According to him, financial hardships and the increasing rate of corruption can be attributed to the usage of state resources by parties in power to fund these campaigns.
“Political campaign financing is the major source of corruption in the country. It is an open secret that in Ghana, candidates spend much sums of money to get elected and afterwards, they will do anything to recover the expenses by ruining the public purse,” he said.
The former CHRAJ boss made these observations at the launch of a report on the Right to Information (RTI) journey in Ghana.
Justice Short established that public appointments were invariably made to benefit party supporters and loyalists who funded campaigns thereby undermining meritocracy as well as weakening state institutions.
“…they have been sponsored by individuals or organisations, the later extent to get a return for the expenses are to award contracts, invariably inflated contracts or appointments to positions. Sometimes these appointments are not made on the basis of merits,” he pointed out.
The RTI Law was assented to by the President of Ghana in May this year.

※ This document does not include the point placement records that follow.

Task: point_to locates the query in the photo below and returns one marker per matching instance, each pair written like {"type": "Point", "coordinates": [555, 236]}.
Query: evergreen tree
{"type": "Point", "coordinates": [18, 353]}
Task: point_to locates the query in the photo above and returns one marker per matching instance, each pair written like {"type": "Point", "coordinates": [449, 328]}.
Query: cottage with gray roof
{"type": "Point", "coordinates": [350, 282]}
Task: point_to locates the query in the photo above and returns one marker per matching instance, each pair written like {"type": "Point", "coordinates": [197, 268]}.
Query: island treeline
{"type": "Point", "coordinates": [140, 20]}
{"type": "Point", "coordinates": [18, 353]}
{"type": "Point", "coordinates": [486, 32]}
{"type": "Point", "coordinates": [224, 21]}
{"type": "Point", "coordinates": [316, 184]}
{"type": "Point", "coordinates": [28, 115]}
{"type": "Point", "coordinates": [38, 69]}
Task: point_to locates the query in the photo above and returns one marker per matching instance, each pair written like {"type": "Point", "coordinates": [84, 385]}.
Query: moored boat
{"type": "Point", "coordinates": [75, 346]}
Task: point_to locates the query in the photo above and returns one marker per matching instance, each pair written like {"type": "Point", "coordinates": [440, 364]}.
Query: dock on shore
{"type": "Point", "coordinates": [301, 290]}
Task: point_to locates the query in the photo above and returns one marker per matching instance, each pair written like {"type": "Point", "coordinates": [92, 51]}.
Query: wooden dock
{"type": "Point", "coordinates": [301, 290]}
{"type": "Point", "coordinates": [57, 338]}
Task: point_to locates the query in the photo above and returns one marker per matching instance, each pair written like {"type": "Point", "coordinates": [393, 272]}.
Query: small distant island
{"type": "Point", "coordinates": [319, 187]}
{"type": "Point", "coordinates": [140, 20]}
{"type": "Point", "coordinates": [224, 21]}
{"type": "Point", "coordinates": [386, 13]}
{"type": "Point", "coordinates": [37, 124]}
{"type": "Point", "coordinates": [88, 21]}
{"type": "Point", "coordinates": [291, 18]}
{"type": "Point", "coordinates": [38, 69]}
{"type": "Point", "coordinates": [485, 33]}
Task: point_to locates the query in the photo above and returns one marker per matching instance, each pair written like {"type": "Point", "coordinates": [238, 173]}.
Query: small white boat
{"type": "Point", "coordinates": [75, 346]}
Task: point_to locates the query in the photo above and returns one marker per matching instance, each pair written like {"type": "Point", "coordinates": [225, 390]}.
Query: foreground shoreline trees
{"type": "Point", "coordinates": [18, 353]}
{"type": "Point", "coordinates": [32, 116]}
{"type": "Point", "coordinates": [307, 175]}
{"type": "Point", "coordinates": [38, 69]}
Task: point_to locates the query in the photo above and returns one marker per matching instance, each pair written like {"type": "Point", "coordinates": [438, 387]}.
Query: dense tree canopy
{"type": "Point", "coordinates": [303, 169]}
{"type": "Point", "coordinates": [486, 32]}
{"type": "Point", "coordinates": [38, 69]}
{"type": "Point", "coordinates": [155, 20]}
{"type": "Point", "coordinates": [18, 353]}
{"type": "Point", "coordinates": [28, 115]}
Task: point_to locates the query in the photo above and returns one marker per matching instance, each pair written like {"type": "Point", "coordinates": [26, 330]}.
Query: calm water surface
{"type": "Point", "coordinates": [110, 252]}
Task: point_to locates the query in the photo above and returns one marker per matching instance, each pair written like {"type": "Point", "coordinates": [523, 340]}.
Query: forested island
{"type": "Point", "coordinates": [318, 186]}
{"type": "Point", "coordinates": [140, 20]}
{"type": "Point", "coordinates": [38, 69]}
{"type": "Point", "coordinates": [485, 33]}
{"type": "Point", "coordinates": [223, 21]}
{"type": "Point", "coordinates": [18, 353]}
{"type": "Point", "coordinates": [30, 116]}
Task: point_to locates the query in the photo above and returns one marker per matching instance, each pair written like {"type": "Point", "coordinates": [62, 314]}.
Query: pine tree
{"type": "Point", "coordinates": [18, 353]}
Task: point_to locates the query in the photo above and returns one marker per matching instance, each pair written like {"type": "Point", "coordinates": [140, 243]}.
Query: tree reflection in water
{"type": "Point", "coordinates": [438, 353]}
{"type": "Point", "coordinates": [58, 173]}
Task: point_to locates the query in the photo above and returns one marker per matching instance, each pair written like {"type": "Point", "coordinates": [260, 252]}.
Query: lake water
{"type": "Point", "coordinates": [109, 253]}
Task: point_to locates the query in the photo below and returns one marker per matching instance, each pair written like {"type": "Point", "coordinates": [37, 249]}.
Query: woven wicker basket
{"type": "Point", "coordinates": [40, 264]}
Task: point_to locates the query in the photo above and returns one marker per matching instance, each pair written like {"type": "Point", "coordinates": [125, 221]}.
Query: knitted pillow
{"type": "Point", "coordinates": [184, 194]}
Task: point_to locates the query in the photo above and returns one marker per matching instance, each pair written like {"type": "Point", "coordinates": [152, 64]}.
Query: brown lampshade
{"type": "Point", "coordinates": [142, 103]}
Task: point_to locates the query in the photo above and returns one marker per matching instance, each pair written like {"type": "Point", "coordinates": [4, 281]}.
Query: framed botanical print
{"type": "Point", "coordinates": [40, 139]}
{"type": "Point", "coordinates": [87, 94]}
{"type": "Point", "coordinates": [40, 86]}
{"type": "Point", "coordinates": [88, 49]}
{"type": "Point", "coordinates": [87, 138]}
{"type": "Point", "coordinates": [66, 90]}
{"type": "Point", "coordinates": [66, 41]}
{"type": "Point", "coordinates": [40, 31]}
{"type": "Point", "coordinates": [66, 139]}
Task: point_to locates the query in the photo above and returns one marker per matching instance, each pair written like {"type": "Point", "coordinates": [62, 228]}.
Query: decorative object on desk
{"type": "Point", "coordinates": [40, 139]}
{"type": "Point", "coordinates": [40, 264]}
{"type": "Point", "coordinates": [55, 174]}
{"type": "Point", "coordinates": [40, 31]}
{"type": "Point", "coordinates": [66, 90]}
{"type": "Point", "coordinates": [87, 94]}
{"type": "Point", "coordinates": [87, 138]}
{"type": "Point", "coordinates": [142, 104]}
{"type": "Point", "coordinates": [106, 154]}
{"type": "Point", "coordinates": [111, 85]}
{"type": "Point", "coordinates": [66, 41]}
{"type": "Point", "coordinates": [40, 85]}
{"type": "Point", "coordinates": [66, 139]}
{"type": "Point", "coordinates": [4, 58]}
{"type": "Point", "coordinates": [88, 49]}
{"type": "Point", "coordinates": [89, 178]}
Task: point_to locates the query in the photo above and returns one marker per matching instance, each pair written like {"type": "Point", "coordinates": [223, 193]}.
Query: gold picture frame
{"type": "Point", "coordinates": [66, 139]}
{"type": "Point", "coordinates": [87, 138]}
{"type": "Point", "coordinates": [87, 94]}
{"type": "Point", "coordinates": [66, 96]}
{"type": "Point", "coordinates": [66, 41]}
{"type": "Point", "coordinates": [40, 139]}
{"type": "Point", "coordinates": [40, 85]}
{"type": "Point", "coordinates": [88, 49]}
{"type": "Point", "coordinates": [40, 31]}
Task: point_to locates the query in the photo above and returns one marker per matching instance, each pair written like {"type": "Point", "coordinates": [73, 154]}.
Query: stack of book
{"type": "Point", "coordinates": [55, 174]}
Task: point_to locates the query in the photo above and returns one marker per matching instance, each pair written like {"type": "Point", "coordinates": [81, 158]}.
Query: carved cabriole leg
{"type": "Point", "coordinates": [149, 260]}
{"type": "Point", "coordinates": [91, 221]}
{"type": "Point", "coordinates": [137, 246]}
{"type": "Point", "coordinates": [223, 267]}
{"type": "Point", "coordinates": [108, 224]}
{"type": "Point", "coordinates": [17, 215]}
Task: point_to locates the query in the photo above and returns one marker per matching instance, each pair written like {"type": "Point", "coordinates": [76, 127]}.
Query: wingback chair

The law seeks to give effect to Article 21 (1) (f) of the 1992 Constitution of the Republic of Ghana which states that “All persons shall have the right to information subject to such qualifications and laws as are necessary for a democratic society.”
Meanwhile, Ghana’s first Special Prosecutor, Martin A.B. K. Amidu, has called on Ghanaian leaders to end the practice of freeing elites who spend short term in jail after being convicted for corrupt practices while individuals jailed for misdemeanours rot in prisons for years.
In his opinion, Ghana needs a regime where there will be tougher punishments for officials found to have engaged in corruption to make the misconduct a high-risk area to reduce graft in the country.
According to him, the country’s systems make corruption fester as public officials often find a way to escape punishment through the aid of political figures.
Mr Amidu who attributed corruption in institutions to greed emphasised that authorities “must make the risk for that greed very high to deter people from going there and as long as you don’t do that it will continue.”